# Bluestreak and Jitterbug are Home Again :D



## vampiric_conure (Jul 8, 2012)

Yaaaay! Jitters and Blue have settled down quite comfortably in the quarantine cage. I just have to wait for Monday before I can go shopping for bird food. Until then, everyone is getting millet. As my friend says... oh twist my rubber arm, LOL! 

Here they are: Blue is on the right, Jitters in the back.

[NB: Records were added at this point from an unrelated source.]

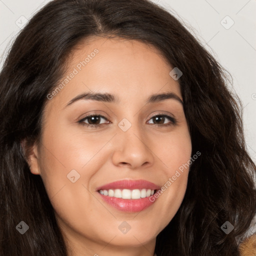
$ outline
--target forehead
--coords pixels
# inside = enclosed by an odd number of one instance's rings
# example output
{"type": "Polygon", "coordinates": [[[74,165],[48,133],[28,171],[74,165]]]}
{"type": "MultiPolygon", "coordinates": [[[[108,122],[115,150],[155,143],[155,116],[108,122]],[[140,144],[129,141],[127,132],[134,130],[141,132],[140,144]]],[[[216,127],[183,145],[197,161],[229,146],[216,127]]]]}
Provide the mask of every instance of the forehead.
{"type": "MultiPolygon", "coordinates": [[[[143,100],[148,96],[173,92],[178,83],[169,73],[172,68],[151,45],[136,40],[96,38],[72,51],[67,72],[59,81],[62,89],[52,100],[63,108],[78,94],[94,92],[115,94],[121,100],[143,100]]],[[[54,104],[54,105],[56,105],[54,104]]]]}

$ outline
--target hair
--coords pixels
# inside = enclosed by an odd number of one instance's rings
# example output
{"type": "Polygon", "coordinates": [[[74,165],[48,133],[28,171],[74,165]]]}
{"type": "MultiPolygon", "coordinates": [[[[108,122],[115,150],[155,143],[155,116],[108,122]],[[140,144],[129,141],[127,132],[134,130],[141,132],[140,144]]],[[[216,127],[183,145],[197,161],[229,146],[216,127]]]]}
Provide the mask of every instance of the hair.
{"type": "Polygon", "coordinates": [[[192,155],[201,155],[190,166],[180,208],[156,237],[155,252],[240,255],[256,214],[256,166],[246,148],[241,101],[228,88],[228,72],[199,40],[147,0],[55,0],[15,40],[0,73],[0,254],[68,255],[42,180],[31,173],[26,156],[40,142],[46,96],[64,75],[70,53],[97,36],[152,46],[183,74],[178,82],[192,155]],[[29,226],[23,235],[16,228],[22,220],[29,226]],[[226,221],[234,226],[228,234],[220,228],[226,221]]]}

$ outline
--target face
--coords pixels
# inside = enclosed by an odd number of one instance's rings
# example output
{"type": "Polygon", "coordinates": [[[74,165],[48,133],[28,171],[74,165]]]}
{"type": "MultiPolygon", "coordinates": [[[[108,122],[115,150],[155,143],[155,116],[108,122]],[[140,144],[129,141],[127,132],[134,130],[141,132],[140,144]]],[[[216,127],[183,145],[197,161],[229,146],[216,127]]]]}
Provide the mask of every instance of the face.
{"type": "Polygon", "coordinates": [[[98,38],[74,50],[48,95],[30,170],[78,255],[154,250],[178,210],[192,144],[172,68],[152,46],[98,38]]]}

Bluestreak and Jitterbug 1 by Vampiric Conure, on Flickr

Bluestreak and Jitterbug 2 by Vampiric Conure, on Flickr


----------



## Vickitiel (Oct 10, 2012)

So good that they're back home! They're very cute


----------



## shaenne (Apr 19, 2014)

They are so pretty!  So glad you have them home!


----------



## Dislian (Sep 5, 2015)

Good to hear that 
They are so cute!


----------



## CaliTiels (Oct 18, 2012)

Yay!! :clap::clap:


----------



## TamaMoo (Jan 12, 2014)

Hooray for them being home! I'm sure them having to eat millet til Monday is as much as a problem for them as someone telling me I could only eat my fave chocolate for a few days.


----------



## nassrah (Feb 27, 2012)

They are soo cute! Glad they are home and well looked after All the best X x Teresa


----------